5. Know your horse’s temperature, pulse and respiration
Monitoring temperature, pulse and respiration (TPR) can help you determine if a sweating, unhappy horse is in need of veterinary attention for heat stress.
It is important to know your horse’s normal vital signs as there can be great variation between every horse. By knowing these signs, you will be able to recognise if the values are abnormal in the case of heat stress or other medical emergencies.
Signs of heat stress can include:
- Elevated heart rate (>50 beat/min)
- Excessive sweating or no sweating at all
- Rapid breathing rate and panting (>20 breaths / min)
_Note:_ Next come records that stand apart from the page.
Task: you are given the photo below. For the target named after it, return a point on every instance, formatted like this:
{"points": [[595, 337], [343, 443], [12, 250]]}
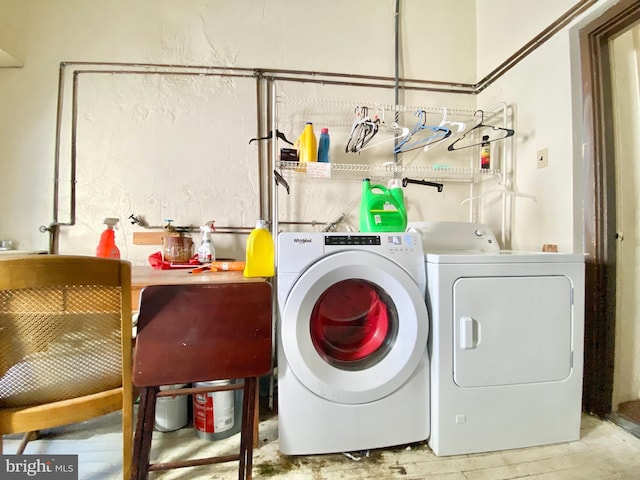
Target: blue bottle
{"points": [[323, 146]]}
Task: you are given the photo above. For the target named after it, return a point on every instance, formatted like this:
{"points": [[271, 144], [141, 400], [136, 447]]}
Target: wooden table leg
{"points": [[256, 421]]}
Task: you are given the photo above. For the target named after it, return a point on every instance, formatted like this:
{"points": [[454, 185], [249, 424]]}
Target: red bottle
{"points": [[107, 247]]}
- Abnormally high temperatures (>38°)
- Dry and/or hot skin
- Depression and/or lethargy
A simple pinch test is an easy way for you to determine if you horse is dehydrated as a result of heat stress. When you pinch the skin on your horse’s neck it should resume its original position immediately. If the skin takes a while to go back, it is likely that the horse is somewhat dehydrated.
If you are concerned that your horse is suffering from heat stress, call your veterinarian immediately.
While you wait, move your horse into a shady position and encourage them to drink some cool water in small but frequent amounts. Hose them down with cool water, take them for a short walk, then return and continue hosing. Direct the hose to the insides of the horse’s legs, head and neck where their large blood vessels are located close to the surface.
It is important to ensure that your horse has plenty of ventilation and access to a cool breeze as convection will help to cool the horse quicker. If ventilation and a cool breeze are not available, produce an artificial breeze with fans and air conditioners.